Another instance https://buildkite.com/redpanda/redpanda/builds/14540#0182c846-5775-4635-b17f-6b7a9535171f
it looks a lot like the server really is leaving a gap in the kafka offsets ... It's not clear to me that this is valid behavior in redpanda.
@jcsp what made you think there are gaps? If the verifiable producer treats indecisive errors as definite errors then we'll get a verifiable consumer thinking that there is a gap while in reality all the offsets are monotonic and when the reality collides with expectations we get "Consumer failed to consume up to offsets"
@jcsp what made you think there are gaps?
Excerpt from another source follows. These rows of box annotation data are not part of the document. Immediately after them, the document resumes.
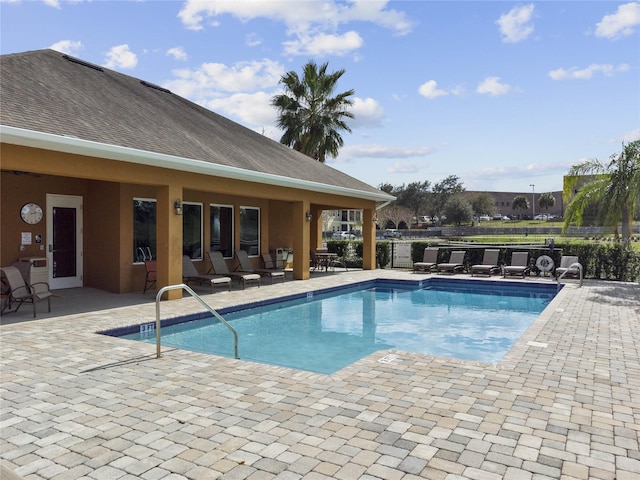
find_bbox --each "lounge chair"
[437,250,466,273]
[502,252,531,278]
[182,255,231,293]
[142,260,156,293]
[0,266,53,318]
[236,250,284,285]
[471,249,500,276]
[209,250,260,288]
[554,255,580,278]
[309,250,325,272]
[413,247,439,273]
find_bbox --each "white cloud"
[549,63,629,80]
[163,59,285,102]
[244,33,262,47]
[49,40,83,56]
[463,161,576,184]
[347,97,384,129]
[178,0,413,56]
[178,0,413,34]
[418,80,449,98]
[496,4,534,43]
[387,162,424,173]
[596,2,640,39]
[283,31,364,57]
[334,144,435,163]
[105,44,138,69]
[167,47,188,62]
[203,92,282,128]
[622,128,640,143]
[476,77,511,96]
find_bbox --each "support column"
[156,185,182,300]
[291,201,311,280]
[362,207,376,270]
[309,208,322,250]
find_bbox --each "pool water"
[117,282,556,374]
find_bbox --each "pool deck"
[0,270,640,480]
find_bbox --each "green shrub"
[411,242,640,282]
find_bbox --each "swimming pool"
[103,279,557,374]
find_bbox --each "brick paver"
[0,270,640,480]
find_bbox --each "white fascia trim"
[0,125,394,202]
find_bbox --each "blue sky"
[0,0,640,192]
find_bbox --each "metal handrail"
[558,263,583,288]
[156,283,240,358]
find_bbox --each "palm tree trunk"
[622,205,633,245]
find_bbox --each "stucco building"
[0,50,393,295]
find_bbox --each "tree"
[511,195,529,218]
[430,175,464,222]
[444,195,473,225]
[271,60,355,163]
[378,204,411,229]
[538,192,556,210]
[562,140,640,243]
[396,180,431,227]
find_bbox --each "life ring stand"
[536,255,554,272]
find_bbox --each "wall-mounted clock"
[20,203,42,225]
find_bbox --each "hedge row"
[327,240,640,282]
[411,242,640,282]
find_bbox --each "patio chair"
[502,252,531,278]
[0,266,53,318]
[209,250,261,289]
[261,253,284,272]
[182,255,231,293]
[309,250,325,272]
[471,249,500,276]
[437,250,466,274]
[236,250,284,285]
[554,255,580,278]
[413,247,439,273]
[142,260,158,293]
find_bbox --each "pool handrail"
[156,283,240,358]
[556,262,584,287]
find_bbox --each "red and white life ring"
[536,255,553,272]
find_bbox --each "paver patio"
[0,270,640,480]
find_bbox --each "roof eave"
[0,125,394,202]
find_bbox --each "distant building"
[467,191,564,218]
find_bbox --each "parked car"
[383,228,402,238]
[331,232,356,240]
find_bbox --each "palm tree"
[562,140,640,243]
[271,61,355,163]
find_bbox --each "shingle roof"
[0,50,385,202]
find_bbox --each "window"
[133,198,156,263]
[182,202,202,260]
[209,205,233,258]
[240,207,260,255]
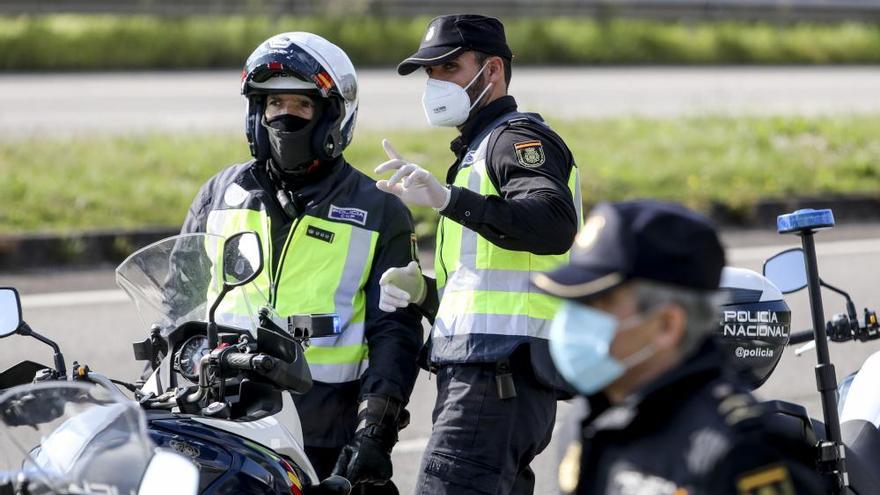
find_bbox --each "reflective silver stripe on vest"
[431,313,550,339]
[309,359,370,383]
[443,266,532,293]
[333,227,372,335]
[309,322,364,347]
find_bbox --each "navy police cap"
[397,14,513,76]
[533,200,724,300]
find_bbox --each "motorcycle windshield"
[116,234,268,332]
[0,382,153,494]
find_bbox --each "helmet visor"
[241,44,336,98]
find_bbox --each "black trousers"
[306,447,399,495]
[416,364,556,495]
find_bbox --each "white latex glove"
[376,139,451,210]
[379,261,428,313]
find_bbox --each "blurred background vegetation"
[0,14,880,71]
[0,116,880,236]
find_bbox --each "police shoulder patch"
[736,464,795,495]
[513,139,544,168]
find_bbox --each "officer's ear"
[486,57,504,86]
[654,304,687,350]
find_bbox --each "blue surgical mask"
[550,301,655,395]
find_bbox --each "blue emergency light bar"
[776,209,834,234]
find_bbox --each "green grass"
[0,14,880,71]
[0,115,880,238]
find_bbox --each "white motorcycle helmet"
[241,32,358,165]
[716,266,791,389]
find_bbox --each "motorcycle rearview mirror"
[208,232,263,349]
[0,287,21,338]
[763,248,807,294]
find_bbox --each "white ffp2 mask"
[422,65,492,127]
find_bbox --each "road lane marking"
[21,289,129,309]
[21,235,880,309]
[728,239,880,264]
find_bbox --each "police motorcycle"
[718,210,880,494]
[0,232,351,495]
[0,380,199,495]
[0,294,199,495]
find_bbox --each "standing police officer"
[534,201,828,495]
[376,15,581,494]
[183,32,422,493]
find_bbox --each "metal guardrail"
[0,0,880,22]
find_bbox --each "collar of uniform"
[591,339,724,430]
[266,156,352,207]
[450,95,516,152]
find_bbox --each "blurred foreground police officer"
[534,201,827,495]
[183,32,422,493]
[376,15,581,494]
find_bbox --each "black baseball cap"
[397,14,513,76]
[532,200,724,300]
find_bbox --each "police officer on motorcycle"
[376,15,581,494]
[534,200,827,495]
[182,32,422,493]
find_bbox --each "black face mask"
[262,114,318,176]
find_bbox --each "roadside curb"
[0,195,880,273]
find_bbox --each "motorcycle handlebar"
[220,352,255,371]
[220,352,276,371]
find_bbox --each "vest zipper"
[270,217,302,309]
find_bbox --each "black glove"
[333,394,409,485]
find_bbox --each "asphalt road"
[0,67,880,139]
[0,225,880,494]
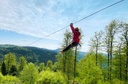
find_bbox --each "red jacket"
[70,25,80,43]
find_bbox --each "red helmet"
[75,27,79,31]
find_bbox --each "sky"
[0,0,128,52]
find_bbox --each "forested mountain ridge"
[0,45,57,63]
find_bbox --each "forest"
[0,20,128,84]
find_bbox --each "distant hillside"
[0,45,57,63]
[53,49,86,60]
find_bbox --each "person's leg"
[62,42,78,52]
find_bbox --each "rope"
[28,0,124,45]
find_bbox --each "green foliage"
[0,76,22,84]
[39,63,45,72]
[46,60,53,70]
[0,45,57,64]
[37,71,67,84]
[20,63,38,84]
[10,65,18,76]
[79,54,103,84]
[1,62,7,75]
[0,73,3,83]
[19,56,27,71]
[4,53,16,74]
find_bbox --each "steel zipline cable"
[28,0,124,45]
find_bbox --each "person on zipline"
[61,23,80,53]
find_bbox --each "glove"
[70,23,73,26]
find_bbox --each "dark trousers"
[63,42,79,52]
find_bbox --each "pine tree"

If the verifiable producer treats indecisive errors as definite errors then we'll get a verifiable consumer thinking that there is a gap while in reality all the offsets are monotonic and when the reality collides with expectations we get "Consumer failed to consume up to offsets"
What I saw in the consumer stdout was that its fetch responses were skipping offsets (this is in run https://buildkite.com/redpanda/redpanda/builds/14432#0182baf4-737e-4b49-9326-d58fe8abb2a5):
{"timestamp":1660999734132,"name":"records_consumed","count":2,"partitions":[{"topic":"topic","partition":0,"count":2,"minOffset":2975,"maxOffset":2976}]}
{"timestamp":1660999734153,"name":"offsets_committed","offsets":[{"topic":"topic","partition":0,"offset":2977}],"success":true}
{"timestamp":1660999738330,"name":"record_data","key":null,"value":"1.3444","topic":"topic","partition":0,"offset":2983}
{"timestamp":1660999738330,"name":"records_consumed","count":1,"partitions":[{"topic":"topic","partition":0,"count":1,"minOffset":2983,"maxOffset":2983}]}
This isn't code where it's checking producer's claims, it's just consuming the topic naively, and seeing a jump in the offsets returned by the server.
Looking on the server side, this jump corresponds with a hop between nodes.
The last contiguous read response was from docker-rp-5:
RedpandaService-0-140283699091472/docker-rp-5/redpanda.log:TRACE 2022-08-20 12:48:54,127 [shard 1] kafka - request_context.h:160 - [172.16.16.12:50054] sending 1:fetch response {throttle_time_ms=0 error_code={ error_code: none [0] } session_id=1073741824 topics={{name={topic} partitions={{partition_index=0 error_code={ error_code: none [0] } high_watermark=2977 last_stable_offset=2977 log_start_offset=0 aborted={nullopt} preferred_read_replica=-1 records={{size 87}}}}}}}
Then on docker-rp-12 a few seconds later we see this:
TRACE 2022-08-20 12:48:58,208 [shard 0] kafka - request_context.h:160 - [172.16.16.12:56206] sending 1:fetch response {throttle_time_ms=0 error_code={ error_code: none [0] } session_id=1 topics={{name={topic} partitions={{partition_index=0 error_code={ error_code: offset_out_of_range [1] } high_watermark=-1 last_stable_offset=-1 log_start_offset=-1 aborted={nullopt} preferred_read_replica=-1 records={{size 0}}}}}}}
TRACE 2022-08-20 12:48:58,329 [shard 0] kafka - request_context.h:160 - [172.16.16.12:56206] sending 1:fetch response {throttle_time_ms=0 error_code={ error_code: none [0] } session_id=1 topics={{name={topic} partitions={{partition_index=0 error_code={ error_code: none [0] } high_watermark=2984 last_stable_offset=2984 log_start_offset=2983 aborted={nullopt} preferred_read_replica=-1 records={{size 74}}}}}}}
It looks like during the movement the log_start_offset
has got bumped up to 2983. So now this looks like the server has prefix truncated the log incorrectly.
Interesting so we have several issues hidden behind the "Consumer failed to consume up to offsets" umbrella
The root cause in this issue is exactly the same as in #6076
@Lazin #6229 also fixes this, right?